Friday, November 06, 2020

Processing of hierarchical data in a pod with data locality

 



In a previous post I had presented the idea of "higher" level patterns existing in "2nd layer" and beyond code.  I had said patterns would emerge in this "2nd layer" - the orchestration layer.   The first pattern identified was that of iteration with its applicability to time slicing.  Now there appears to be second pattern that is emerging for processing hierarchical data sets with modular logic and data locality.

The ability to cycle through different containers in a pod provides the ability to process hierarchical data sets the don't have homogenous compute requirements - meaning that more than one type of operation is performed in the chain.  

Parent levels could pass data via the pod to their children and visa versa.  Processing of the hierarchy could with any generic graph traversal algorithm.  Breadth first, Depth First, dependency graph, etc. Data could be persisted to network storage for high availability but kept locally for speed during processing of the tree.  This could keep the logic in the application modular where each container performed a specific task.  This in turn could help with versioning and maintenance as changes could be isolated to single container definitions.

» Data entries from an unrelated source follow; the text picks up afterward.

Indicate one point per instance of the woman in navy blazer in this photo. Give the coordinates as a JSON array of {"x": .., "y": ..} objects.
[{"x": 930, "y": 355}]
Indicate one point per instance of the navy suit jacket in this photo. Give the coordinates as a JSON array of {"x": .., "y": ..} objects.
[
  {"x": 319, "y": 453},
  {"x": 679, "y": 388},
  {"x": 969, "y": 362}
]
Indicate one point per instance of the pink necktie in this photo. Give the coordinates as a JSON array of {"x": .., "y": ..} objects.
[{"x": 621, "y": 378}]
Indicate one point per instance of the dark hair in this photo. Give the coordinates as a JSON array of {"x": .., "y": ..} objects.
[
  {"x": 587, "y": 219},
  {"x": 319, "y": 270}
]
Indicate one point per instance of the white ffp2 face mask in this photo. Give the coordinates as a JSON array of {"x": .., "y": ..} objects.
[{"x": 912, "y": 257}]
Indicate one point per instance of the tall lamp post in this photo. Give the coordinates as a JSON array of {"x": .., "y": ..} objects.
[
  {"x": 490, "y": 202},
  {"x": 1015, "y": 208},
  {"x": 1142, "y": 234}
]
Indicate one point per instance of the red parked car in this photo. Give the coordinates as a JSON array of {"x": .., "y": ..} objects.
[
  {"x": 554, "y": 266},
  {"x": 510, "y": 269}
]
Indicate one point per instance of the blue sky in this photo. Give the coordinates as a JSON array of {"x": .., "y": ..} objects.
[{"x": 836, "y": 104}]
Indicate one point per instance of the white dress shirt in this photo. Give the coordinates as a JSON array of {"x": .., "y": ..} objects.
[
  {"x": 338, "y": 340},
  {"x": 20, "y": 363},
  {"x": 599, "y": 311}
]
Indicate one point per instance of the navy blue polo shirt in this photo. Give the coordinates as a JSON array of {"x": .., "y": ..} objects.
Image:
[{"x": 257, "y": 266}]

In previous posts I had discussed an inner and outer scope for orchestration.  I think Macro and Micro are good terms for this concept.

Possible patterns for orderly execution of compute

Macro - this is for groups of pods

  • Cycling data through pods to digest streaming data
    • Circular Queue
  • Graph Execution
    • Depth First - sequential 
    • Breadth First - sequential
    • Graph with dependencies - sequential
    • Fan Out - parallel
    • Fan In - parallel
  • Mode of communication.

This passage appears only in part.